I haven’t found any reference to this fix when searching the Googles, so I’m dropping it out here. Comment if you find this useful.

While remediating the frequent updates to the W32/Qakbot/Pinkslipbot variants, I ran into an issue where the usual sandbagging-vendor response of “Oh, you don’t have all the latest patches? Call back when you do” was NOT going to cut it.

I’d been submitting the new variants to McAfee, like a good little soldier, and loading up the Extra.DAT files into our ePO server to make sure that they got pushed down to all of our workstation machines. Everything looked good, the Extra.DAT imported in okay, and tra-la, puppies and kittens for all, right?

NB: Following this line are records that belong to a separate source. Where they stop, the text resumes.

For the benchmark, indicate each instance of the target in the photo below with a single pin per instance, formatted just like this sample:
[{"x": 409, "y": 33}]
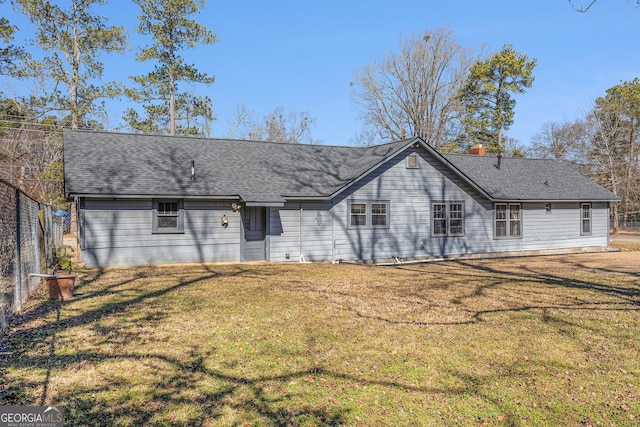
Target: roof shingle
[{"x": 119, "y": 164}]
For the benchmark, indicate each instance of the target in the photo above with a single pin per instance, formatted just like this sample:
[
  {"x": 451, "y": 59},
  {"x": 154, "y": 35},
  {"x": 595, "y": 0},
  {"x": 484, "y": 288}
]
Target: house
[{"x": 146, "y": 199}]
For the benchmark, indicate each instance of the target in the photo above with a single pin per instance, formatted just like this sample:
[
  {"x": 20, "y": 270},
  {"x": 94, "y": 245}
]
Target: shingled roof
[
  {"x": 133, "y": 165},
  {"x": 118, "y": 164},
  {"x": 519, "y": 179}
]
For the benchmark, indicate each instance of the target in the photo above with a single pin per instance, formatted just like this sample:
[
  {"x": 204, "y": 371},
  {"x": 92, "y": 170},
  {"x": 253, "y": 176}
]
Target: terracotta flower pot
[{"x": 61, "y": 287}]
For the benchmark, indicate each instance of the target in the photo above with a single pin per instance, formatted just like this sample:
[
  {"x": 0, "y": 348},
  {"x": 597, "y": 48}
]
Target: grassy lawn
[{"x": 520, "y": 341}]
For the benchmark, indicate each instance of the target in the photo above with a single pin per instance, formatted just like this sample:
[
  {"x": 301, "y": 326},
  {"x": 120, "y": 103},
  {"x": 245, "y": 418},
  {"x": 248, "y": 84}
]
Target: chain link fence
[{"x": 28, "y": 239}]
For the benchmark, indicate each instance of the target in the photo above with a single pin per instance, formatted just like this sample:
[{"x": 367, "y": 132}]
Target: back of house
[{"x": 148, "y": 199}]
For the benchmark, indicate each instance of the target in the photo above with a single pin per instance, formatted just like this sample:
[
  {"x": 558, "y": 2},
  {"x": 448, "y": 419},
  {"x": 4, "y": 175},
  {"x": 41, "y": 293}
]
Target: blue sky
[{"x": 303, "y": 55}]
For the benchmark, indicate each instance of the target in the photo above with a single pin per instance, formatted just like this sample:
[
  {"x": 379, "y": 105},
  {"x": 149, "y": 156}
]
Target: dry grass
[{"x": 521, "y": 341}]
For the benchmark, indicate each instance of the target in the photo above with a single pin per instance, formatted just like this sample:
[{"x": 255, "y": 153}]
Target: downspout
[
  {"x": 333, "y": 235},
  {"x": 301, "y": 259}
]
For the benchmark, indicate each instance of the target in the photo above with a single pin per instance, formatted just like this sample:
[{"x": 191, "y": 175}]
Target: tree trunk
[{"x": 172, "y": 105}]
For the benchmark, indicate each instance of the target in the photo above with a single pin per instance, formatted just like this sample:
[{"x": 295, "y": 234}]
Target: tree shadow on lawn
[
  {"x": 618, "y": 298},
  {"x": 34, "y": 348}
]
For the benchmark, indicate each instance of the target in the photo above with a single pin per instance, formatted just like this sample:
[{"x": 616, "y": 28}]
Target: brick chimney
[{"x": 477, "y": 150}]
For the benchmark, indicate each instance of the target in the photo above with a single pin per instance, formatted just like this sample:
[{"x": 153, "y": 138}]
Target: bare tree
[
  {"x": 413, "y": 92},
  {"x": 276, "y": 126},
  {"x": 584, "y": 9},
  {"x": 565, "y": 141}
]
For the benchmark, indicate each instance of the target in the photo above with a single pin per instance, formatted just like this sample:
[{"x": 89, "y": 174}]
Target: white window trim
[
  {"x": 448, "y": 218},
  {"x": 507, "y": 220},
  {"x": 368, "y": 212},
  {"x": 180, "y": 226},
  {"x": 589, "y": 219}
]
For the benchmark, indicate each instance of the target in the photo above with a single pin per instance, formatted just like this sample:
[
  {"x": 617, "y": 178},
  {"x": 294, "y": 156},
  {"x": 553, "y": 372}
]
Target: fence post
[{"x": 17, "y": 297}]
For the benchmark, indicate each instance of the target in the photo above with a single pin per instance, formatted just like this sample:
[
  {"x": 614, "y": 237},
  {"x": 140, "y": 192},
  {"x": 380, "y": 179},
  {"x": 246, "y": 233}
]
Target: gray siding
[
  {"x": 315, "y": 241},
  {"x": 119, "y": 232},
  {"x": 411, "y": 192}
]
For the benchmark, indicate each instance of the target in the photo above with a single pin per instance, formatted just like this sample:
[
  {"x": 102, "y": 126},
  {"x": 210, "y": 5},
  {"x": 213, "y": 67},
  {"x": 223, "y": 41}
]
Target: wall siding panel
[{"x": 119, "y": 232}]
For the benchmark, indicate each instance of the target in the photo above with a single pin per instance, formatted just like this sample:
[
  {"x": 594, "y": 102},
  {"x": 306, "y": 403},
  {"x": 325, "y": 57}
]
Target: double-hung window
[
  {"x": 168, "y": 216},
  {"x": 508, "y": 220},
  {"x": 585, "y": 218},
  {"x": 447, "y": 219},
  {"x": 369, "y": 214}
]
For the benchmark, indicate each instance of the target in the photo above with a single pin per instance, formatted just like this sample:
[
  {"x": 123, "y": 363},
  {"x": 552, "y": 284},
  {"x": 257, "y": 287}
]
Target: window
[
  {"x": 585, "y": 218},
  {"x": 412, "y": 161},
  {"x": 447, "y": 219},
  {"x": 358, "y": 215},
  {"x": 378, "y": 214},
  {"x": 168, "y": 216},
  {"x": 508, "y": 220},
  {"x": 371, "y": 214}
]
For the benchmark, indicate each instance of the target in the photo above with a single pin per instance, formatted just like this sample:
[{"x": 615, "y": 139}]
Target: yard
[{"x": 519, "y": 341}]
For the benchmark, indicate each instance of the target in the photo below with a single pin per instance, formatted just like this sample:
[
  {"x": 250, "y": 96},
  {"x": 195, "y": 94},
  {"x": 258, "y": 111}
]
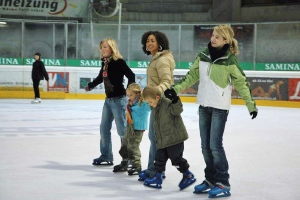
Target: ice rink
[{"x": 47, "y": 151}]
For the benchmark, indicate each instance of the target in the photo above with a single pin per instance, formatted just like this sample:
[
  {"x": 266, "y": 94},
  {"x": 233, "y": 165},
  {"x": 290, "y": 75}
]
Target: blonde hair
[
  {"x": 137, "y": 89},
  {"x": 151, "y": 92},
  {"x": 227, "y": 33},
  {"x": 113, "y": 46}
]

Yeah, not so much. See here’s a thing with McAfee AntiVirus 8.7 (with all patches, from my research), and being managed by ePO. Let’s say you get an Extra.DAT file to handle the new variant of W32.Akbot, and you push it down to your clients. Hooray! Good jawrb! And lo, it came to pass, that production DAT files come out that handle detection and removal better than the off-the-cuff Extra.DAT file, so you pull the Extra.DAT out of production.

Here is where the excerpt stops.